How to support victims of domestic abuse
Dozens of crucial programs meant to help victims of domestic and sexual violence face uncertain, worrisome futures because of the partial government shutdown.
The Violence Against Women Act, regarded as an important tool to provide services for victims of domestic abuse, was supposed to be continued for another five years by September.
Instead, the law was extended only until Dec. 7, then to Dec. 21, when the shutdown was triggered by a disagreement between President Donald Trump and members of Congress over funding for a U.S.-Mexico border wall. That dispute stalled spending legislation affecting nine Cabinet agencies, including the Justice Department, which administers the act.
The shutdown means it will likely take longer for local communities and Native American tribes — which have already been approved to receive grants under the act — to actually withdraw the funds to help with domestic violence programs.
The act funds free rape exams, strengthened federal penalties against repeat sex offenders, training for law enforcement on responding to sexual and domestic violence incidents, such as identifying victims at serious risk, and the creation of the National Domestic Violence Hotline and the Office on Violence Against Women in the Department of Justice.
The lapse also means additional funding to provide temporary housing to those victims will likely take longer.
And it means nonprofit organizations like the Asian Pacific Institute on Gender Based Violence, which helps victims who don’t speak English understand what help is available to them, will have to wait longer for a funding source meant to provide those services to more victims.
More than $7 billion in grants has been allotted to help victims since the law was enacted in 1994.
The Senate last month passed a budget that continued Violence Against Women Act funding into February, but the bill failed to pass the House after Trump said he wouldn’t sign it.
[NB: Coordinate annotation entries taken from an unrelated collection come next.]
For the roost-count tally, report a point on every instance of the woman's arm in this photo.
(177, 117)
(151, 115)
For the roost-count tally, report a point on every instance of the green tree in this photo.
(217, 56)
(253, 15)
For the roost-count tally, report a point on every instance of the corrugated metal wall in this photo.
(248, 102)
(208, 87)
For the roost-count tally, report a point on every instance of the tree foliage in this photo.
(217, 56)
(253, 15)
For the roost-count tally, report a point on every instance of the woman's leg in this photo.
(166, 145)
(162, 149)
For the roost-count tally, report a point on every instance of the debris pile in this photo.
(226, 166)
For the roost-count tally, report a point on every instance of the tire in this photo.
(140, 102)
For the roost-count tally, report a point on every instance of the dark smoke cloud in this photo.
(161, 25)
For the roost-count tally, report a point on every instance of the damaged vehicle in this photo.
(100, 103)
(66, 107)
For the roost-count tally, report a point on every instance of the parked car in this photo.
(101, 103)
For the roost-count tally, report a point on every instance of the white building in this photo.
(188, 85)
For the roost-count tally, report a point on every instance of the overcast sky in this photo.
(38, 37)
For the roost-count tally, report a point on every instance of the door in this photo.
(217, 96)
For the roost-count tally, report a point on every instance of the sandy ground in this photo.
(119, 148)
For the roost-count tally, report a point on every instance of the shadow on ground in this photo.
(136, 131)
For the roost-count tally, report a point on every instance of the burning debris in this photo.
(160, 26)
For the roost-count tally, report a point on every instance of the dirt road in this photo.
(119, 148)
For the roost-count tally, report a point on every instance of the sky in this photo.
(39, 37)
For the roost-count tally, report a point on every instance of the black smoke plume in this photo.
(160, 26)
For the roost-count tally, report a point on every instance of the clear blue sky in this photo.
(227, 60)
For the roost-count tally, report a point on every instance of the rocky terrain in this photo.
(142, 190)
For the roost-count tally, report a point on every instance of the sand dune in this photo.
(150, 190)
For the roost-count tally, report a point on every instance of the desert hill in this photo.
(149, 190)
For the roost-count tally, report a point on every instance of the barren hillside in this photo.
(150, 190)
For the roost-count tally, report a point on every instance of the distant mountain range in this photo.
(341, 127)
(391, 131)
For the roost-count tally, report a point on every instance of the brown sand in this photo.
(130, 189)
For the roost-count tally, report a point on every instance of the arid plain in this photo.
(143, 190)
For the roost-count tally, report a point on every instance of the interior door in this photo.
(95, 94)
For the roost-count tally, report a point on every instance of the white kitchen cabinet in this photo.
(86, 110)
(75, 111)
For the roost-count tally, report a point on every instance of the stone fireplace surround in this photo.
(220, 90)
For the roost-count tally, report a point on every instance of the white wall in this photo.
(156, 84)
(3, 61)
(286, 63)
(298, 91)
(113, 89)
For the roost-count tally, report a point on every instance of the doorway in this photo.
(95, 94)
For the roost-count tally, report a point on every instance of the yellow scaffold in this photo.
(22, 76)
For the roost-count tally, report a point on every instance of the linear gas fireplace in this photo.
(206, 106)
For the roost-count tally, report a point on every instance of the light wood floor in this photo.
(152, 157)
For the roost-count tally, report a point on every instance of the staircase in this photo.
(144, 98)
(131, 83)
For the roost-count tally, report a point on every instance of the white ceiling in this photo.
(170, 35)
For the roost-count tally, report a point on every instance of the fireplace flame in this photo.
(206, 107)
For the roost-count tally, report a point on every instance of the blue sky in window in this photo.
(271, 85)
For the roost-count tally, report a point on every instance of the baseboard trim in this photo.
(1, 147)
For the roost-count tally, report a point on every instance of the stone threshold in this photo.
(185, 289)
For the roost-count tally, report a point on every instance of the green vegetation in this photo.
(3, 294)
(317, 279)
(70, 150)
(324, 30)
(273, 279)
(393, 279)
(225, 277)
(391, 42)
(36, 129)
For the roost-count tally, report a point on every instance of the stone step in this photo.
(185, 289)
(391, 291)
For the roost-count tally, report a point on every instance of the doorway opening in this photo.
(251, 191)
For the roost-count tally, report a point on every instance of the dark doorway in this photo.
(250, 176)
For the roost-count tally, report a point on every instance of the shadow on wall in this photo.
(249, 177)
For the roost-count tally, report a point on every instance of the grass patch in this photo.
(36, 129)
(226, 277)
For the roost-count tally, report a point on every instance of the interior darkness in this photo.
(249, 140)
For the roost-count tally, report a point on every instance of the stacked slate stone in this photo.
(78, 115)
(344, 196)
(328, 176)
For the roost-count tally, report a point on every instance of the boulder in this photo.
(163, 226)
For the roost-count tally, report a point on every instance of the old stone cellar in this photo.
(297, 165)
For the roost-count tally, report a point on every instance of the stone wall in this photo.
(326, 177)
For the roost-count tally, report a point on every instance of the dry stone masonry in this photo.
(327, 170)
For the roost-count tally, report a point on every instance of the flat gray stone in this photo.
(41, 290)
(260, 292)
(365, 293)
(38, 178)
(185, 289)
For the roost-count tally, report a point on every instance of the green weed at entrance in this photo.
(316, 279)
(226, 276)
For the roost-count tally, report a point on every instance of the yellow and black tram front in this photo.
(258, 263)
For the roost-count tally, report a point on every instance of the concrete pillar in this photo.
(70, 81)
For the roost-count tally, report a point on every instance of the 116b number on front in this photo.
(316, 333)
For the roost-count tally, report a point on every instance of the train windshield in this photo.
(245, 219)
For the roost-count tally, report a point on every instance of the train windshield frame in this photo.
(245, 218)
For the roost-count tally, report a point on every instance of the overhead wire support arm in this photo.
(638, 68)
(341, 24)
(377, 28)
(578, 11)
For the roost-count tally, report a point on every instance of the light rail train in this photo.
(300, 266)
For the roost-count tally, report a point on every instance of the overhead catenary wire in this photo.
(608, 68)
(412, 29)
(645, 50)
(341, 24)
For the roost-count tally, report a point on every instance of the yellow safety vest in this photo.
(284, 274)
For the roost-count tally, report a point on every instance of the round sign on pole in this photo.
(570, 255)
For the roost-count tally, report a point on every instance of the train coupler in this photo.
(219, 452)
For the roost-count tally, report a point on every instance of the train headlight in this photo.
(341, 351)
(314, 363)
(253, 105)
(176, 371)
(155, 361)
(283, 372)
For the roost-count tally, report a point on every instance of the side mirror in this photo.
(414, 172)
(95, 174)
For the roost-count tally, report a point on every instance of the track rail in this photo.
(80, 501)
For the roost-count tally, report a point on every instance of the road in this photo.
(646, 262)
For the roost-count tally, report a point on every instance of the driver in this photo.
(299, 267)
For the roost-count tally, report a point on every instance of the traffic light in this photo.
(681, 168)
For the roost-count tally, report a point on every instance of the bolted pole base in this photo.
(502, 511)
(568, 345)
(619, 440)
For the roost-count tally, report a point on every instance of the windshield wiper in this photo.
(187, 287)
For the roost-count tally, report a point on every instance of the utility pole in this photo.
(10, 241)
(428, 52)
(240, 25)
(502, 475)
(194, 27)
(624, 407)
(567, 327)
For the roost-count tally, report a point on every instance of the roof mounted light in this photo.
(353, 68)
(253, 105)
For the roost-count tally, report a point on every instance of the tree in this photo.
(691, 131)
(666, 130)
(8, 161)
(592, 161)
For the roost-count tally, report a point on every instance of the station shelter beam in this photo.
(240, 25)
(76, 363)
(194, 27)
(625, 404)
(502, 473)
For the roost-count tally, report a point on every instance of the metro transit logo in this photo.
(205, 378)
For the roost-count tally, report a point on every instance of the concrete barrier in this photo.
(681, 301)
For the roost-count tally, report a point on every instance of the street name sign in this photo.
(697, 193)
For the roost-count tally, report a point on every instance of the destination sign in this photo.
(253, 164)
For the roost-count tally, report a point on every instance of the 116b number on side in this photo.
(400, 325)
Democratic leaders in the Congress that convenes Thursday plan to push a budget similar to the Senate version, which would keep the act funded through Sept. 30. That bill does not include the level of funding Trump has said he wants for the border wall.
It’s an issue that shouldn’t even be an issue, advocates say,. They’re frustrated why the act can’t be continued for five years, instead of lurching ahead.
Broad coalitions on both sides pushing for changes have made it difficult to get a bill everyone can agree on, said Senate Judiciary Committee Chairman Chuck Grassley, R-Iowa, one of the panels charged with writing the act.
“If you went with our more conservative approach, you lose Democrats, and vice versa,” Grassley said. “You get close sometimes, then someone wants to add something else.”
This year, the changes advocates wanted were in a bill spearheaded by Rep. Sheila Jackson Lee, D-Texas. It would have expanded protections to Native American tribes, kept convicted domestic abusers and stalkers from having legal access to firearms, expanded economic security and housing opportunities to survivors of domestic violence and created more education and prevention programs.
Supporters, including the National Organization for Women, saw these as modest changes.
The bill had 181 cosponsors, all Democrats, and was never considered in committee. Some Republicans saw Second Amendment issues with that bill, according to Rep. Elise Stefanik, R-New York, who signed a letter with 45 other Republicans in September calling on House leadership to reauthorize the law.
“I believe it needs to be reauthorized permanently, so we’re working on that,” Stefanik said, adding she believed there would be more specifics on changes later this year.
Sen. Dianne Feinstein, D-California, top Senate Judiciary Committee Democrat, said she didn’t believe the short-term extensions were enough. She promised to re-introduce a bill like Jackson Lee’s in the new Congress, and had hope a long term bill could be passed next year, when the House will be controlled by Democrats.
“We need to do more to keep weapons out of the hands of domestic abusers and protect Native American women, half of whom will experience domestic violence in their lifetime,” Feinstein said.
It’s not the first time the act has stalled over changes advocacy groups have called “modest.”
When the law was being reconsidered in 2012, conservatives objected to protections applying to same-sex couples and to provisions allowing battered undocumented immigrants to claim temporary visas. The act wasn’t reauthorized until 2013, when the provision for same-sex couples was included but not the one giving temporary visas to undocumented immigrants.